You don’t actually have to imagine it if you’ve used a recent BMW with iDrive 8 or a Mercedes-Benz with MBUX—admittedly, a rather small sample population. In these cars, some of which are also pretty decent EVs, you really can dispense with poking the touchscreen for most functions while you’re driving.
You can be general with your commands—if you tell the car “I’m cold,” it will bump up the cabin temperature, for example. Or you can be specific—telling the car to “set the front temperature to 75 degrees” or “turn on the seat heater to level 2” is, to me at least, a lot easier than remembering which segment of a touchscreen I’m supposed to poke.
The voice recognition is even good enough to understand me when I tell it to navigate to a specific address, to the point that I actually use the native navigation systems if I’m driving a modern BMW or Mercedes rather than relying on CarPlay like everyone else. Having passengers in the car doesn’t pose many problems, either—something you can’t say about BMW’s gesture control when the front-seat passenger talks with their hands.
Some of that credit should probably be directed at Cerence, which supplies (among other things) the voice assistant to both BMW and Mercedes (as well as BYD, Renault, VinFast, and others, Cerence told Ars). Because much of the software runs on the car, it has access to functions that cars using Google’s Android Automotive OS don’t. What’s more, Google’s once-heralded voice assistant feels like it has gotten worse at understanding speech over the past 12 months or so, for reasons I have yet to fathom.
My enthusiasm for talking to cars appears to put me in a minority. Despite a generation of nerds growing up with the adventures of KITT and Michael Knight, it seems like no one else wants to talk to their cars. Some of that is an exposure problem—as mentioned earlier, good voice control systems are not widely distributed yet.
But even among my colleagues who test the same cars for other outlets, I’m mostly greeted with skepticism when I praise good voice interfaces.
A 5,000-lb car is not the same as a smartphone
“I think part of it is just that there’s something inherently social about language. For thousands of years it has developed as an inherently social system. So I think there is something in human beings that is hesitant to talk to something that is not another sentient being,” said Betty Birner, a professor of linguistics and cognitive science at Northern Illinois University.
“We’ll talk to our dogs, but we may not want to talk to our toaster. So I think that’s a little part of it. That we use language to communicate and we have a notion of what communication means, and it means another mind. Right?
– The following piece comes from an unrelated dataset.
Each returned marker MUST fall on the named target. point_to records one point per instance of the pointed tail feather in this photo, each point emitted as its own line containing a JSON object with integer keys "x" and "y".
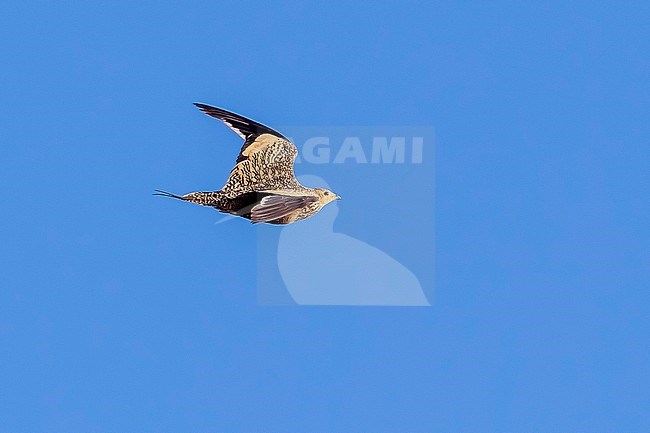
{"x": 167, "y": 194}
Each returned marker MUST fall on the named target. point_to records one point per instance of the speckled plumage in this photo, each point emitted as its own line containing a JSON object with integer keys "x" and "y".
{"x": 262, "y": 185}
My mind in communication with yours,” she told me.
“The other thing I mean, the obvious thing, is your car can kill you. Your toaster—I mean it could kill you, but you’ve really got to work at it. With a car there’s a real danger, so you need to really, really trust the artificial intelligence there, and I think people don’t understand how far artificial intelligence and natural language processing have gotten, and they’re not going to trust it with their life. Which, you know, is understandable,” Birner said.